Here’s what I learned:
Beshert may not be what you ordered.
For instance, once online I was matched with an English professor in Texas. A line in his profile struck me: “Jewish father, not observant.” Then: “Hometown: New York City.” I was starting to sense a discomforting familiarity. I thought, “NO. IT CAN’T BE.” But when I saw his birthday, I knew: the dating website had fixed me up with my graduate school boyfriend of 30 years before.
I sent him a message. And we both wondered, are we beshert?
Off we went for a literary reunion in Key West to see Ernest Hemingway’s house and the six-toed cats, something I’d always wanted to do. But for the second time in three decades, we weren’t beshert. And we won’t try again when we’re 80.
A different dating site sent me an adorable punim. And, he lived right across the street from me and had for years. I had never once run into this man in Starbucks or Safeway. We dated for six months, then went to Israel together. I had a fabulous time. When we got home, he told me he was polyamorous. There went beshert.

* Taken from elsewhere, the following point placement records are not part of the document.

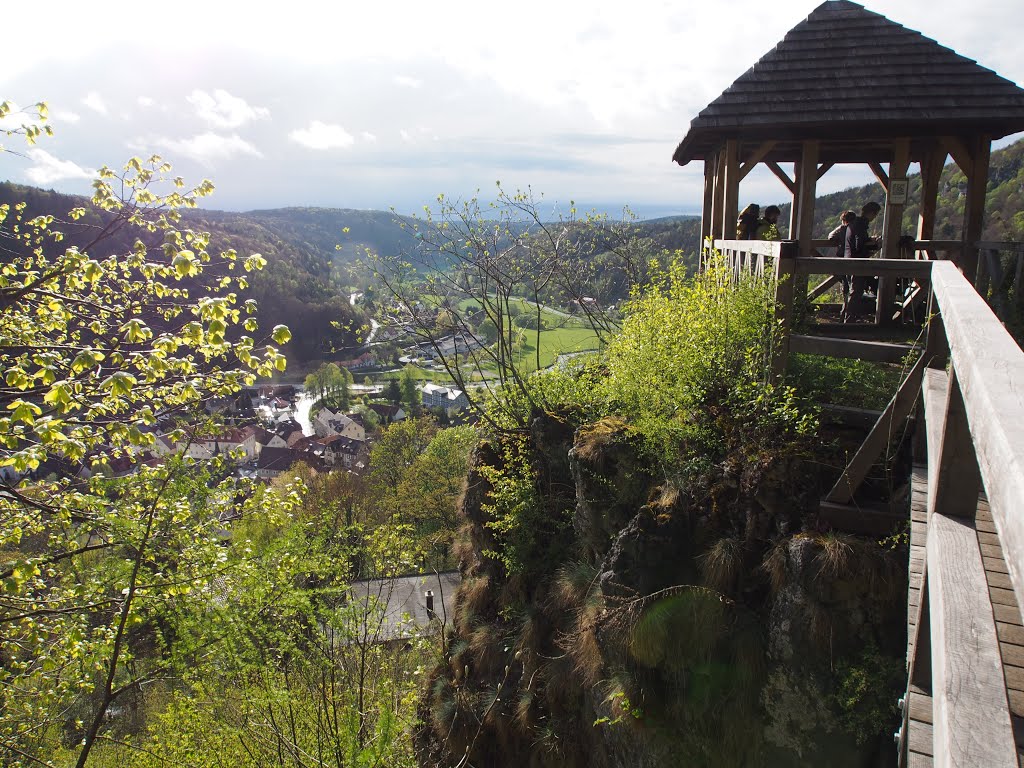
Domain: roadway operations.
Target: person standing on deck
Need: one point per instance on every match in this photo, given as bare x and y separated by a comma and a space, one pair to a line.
767, 228
859, 245
838, 238
747, 224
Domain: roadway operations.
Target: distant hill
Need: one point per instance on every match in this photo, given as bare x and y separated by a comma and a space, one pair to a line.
1004, 205
307, 279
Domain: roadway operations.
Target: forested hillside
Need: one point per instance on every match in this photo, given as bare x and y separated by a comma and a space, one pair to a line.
1004, 208
304, 285
311, 252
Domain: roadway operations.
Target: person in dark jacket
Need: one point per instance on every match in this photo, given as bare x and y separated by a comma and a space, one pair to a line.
859, 245
767, 224
838, 238
747, 224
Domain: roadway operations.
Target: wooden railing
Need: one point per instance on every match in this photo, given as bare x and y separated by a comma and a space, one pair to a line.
968, 386
1000, 269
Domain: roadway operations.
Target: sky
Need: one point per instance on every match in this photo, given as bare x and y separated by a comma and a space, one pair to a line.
377, 105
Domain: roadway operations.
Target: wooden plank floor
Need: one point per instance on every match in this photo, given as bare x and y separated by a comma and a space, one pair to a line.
1009, 628
1006, 609
919, 737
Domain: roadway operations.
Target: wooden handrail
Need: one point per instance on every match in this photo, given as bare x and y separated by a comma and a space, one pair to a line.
989, 369
762, 247
833, 265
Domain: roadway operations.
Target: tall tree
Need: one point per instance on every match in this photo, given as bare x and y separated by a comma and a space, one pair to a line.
96, 354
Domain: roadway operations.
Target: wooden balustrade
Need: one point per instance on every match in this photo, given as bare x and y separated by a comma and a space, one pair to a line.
972, 427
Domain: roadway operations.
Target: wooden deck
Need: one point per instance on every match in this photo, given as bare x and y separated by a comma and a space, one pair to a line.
1006, 611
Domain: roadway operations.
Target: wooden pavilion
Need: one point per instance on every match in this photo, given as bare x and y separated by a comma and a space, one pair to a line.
847, 85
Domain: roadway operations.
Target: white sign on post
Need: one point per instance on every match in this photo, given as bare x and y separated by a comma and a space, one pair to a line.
897, 192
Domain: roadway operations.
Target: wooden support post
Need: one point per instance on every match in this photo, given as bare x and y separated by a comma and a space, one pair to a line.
953, 476
784, 273
730, 205
891, 229
931, 171
880, 174
719, 201
804, 203
802, 228
708, 211
974, 206
795, 202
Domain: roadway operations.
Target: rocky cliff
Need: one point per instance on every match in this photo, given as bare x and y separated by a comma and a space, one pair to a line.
611, 617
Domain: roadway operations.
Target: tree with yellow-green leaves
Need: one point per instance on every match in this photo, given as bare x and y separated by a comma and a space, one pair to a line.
99, 570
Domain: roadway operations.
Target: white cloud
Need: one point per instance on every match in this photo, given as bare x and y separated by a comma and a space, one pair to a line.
221, 110
95, 102
209, 146
48, 169
322, 136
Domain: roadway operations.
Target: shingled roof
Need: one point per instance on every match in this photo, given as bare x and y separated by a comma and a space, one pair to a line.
847, 73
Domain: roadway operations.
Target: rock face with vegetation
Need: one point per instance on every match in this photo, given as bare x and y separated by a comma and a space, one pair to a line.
645, 583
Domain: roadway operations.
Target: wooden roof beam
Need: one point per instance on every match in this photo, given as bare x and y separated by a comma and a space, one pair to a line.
880, 174
782, 176
756, 157
961, 155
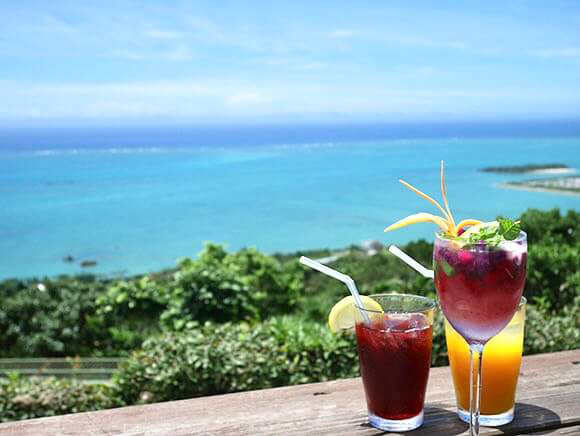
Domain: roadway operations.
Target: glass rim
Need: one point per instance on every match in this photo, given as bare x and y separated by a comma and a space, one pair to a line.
522, 236
428, 303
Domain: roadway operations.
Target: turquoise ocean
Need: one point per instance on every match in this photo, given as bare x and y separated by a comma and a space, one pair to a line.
138, 199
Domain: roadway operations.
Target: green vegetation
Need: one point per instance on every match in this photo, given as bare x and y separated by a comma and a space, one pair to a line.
227, 322
518, 169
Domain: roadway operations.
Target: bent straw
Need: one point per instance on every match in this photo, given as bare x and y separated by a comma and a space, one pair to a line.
411, 262
347, 280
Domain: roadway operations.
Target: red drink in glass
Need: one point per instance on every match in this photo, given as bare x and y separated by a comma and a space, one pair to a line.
479, 287
395, 356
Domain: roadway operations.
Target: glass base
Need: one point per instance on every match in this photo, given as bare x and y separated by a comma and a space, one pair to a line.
488, 420
396, 424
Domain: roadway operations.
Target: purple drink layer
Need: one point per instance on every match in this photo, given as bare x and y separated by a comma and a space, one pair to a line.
395, 357
479, 287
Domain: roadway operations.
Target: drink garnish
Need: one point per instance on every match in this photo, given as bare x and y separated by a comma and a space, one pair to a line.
343, 314
467, 231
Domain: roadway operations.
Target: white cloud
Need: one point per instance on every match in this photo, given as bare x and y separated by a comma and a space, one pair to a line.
343, 34
163, 34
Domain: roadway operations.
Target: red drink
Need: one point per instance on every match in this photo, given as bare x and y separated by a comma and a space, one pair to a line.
480, 286
395, 357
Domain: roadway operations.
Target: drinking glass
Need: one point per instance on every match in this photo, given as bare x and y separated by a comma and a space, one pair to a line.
500, 371
479, 288
394, 351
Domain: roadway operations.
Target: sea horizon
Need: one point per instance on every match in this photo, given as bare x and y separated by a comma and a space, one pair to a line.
135, 200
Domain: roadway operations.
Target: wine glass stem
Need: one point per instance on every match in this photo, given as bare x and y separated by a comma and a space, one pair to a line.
475, 363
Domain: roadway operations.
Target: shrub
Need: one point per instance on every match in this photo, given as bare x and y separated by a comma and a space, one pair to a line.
546, 332
221, 287
214, 359
26, 398
553, 277
50, 317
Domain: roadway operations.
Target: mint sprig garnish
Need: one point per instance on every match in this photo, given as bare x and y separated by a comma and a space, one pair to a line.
494, 234
509, 229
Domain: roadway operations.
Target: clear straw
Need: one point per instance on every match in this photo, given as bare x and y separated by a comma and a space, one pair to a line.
411, 262
347, 280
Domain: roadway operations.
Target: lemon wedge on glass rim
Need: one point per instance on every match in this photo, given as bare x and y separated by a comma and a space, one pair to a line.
343, 314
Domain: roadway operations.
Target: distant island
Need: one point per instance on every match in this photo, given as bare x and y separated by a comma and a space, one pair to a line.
561, 185
529, 168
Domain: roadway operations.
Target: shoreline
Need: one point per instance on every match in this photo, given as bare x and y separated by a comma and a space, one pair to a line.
554, 191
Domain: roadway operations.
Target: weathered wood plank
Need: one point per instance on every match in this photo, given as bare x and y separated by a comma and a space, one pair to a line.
548, 400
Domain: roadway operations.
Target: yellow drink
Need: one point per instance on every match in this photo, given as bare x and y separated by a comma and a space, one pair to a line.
502, 357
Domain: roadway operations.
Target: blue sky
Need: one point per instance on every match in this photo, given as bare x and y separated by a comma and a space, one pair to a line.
247, 61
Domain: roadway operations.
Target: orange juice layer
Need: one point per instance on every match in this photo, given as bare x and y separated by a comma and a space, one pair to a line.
502, 357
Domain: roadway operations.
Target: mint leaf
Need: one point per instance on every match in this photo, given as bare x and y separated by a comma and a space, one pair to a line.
508, 229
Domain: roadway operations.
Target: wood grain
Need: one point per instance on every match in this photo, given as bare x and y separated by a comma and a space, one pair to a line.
548, 402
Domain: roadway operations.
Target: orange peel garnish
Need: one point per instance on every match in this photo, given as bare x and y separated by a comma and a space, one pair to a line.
421, 217
446, 222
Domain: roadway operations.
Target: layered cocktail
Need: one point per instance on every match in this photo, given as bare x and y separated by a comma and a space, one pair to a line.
501, 368
480, 270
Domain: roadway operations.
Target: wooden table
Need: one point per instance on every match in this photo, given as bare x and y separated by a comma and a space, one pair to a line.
548, 402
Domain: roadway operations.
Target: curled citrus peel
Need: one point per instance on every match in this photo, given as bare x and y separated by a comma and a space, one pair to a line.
445, 222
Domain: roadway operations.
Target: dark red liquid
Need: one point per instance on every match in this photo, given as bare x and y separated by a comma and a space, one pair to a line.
479, 289
395, 357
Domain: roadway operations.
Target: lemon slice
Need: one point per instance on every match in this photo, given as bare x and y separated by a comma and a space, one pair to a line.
343, 314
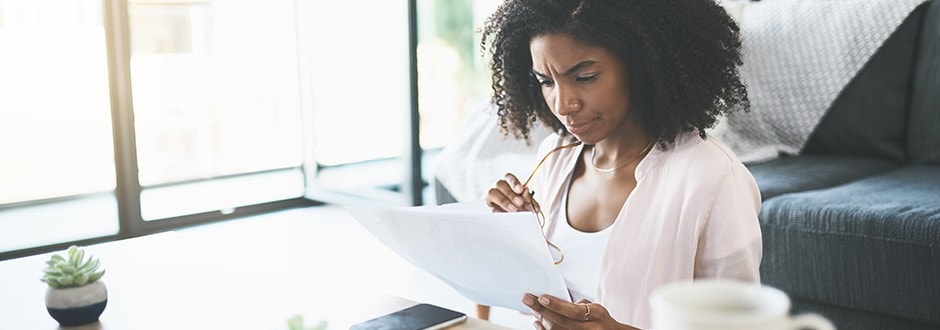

Again online, I met someone incredible. He worried about the distance; different cities. We wrote letters for three months and agreed to meet in person after the holidays. We were both going overseas; different continents. I looked forward to January.
Only, the second day of his trip, he was in a bar listening to music and a local girl walked by. And, for him, it was beshert. He wrote to me that she was the one. This was crazy—I lived only 600 miles from him, she lived 12,000. We agreed this development merited a phone call. “I can’t explain it,” he told me. “It makes no sense.”
But then we had a great conversation. We realized we’re already friends. And we’ve stayed friends. We wrote a book together on a medical issue he had conquered. He and his love are very happily married, living in his city.
Not a single romantic beshert in the bunch.
But like a plastic baby in a Mardi Gras King cake, there were besherts in those custard pies.
I had always wanted to see Hemingway’s house and the six-toed cats.
I went to Israel.
I worked with a dear friend on a book that helped people.
Each of these experiences fills me with gratitude and amazement.
I dreamed of certain outcomes. But it’s the ones I didn’t see coming that feel exactly right—beshert.
Pam Janis is Moment Magazine’s Beshert editor. She wanted to write this week’s column because coronavirus is terrifying, America has screeched to a standstill and remembering life’s most unexpected and wondrous besherts seems to help. Please share yours at email@example.com.
6 thoughts on “Beshert | This Isn’t What I Ordered”
Beautifully written, poignant, funny and entertaining in hard times. Thank you, Pam Janis, for your grace under pressure.
Thank you, Sheila, for your lovely comment.
You are my cousin and my hero! What an awesome story. Thanks for this. Yes, it does help. So much.
Julianne! Thank you so much! <3
Your writing flows and is beautiful. thank you1
Thank you so much, Barbara, I appreciate your comment. Glad you enjoyed it!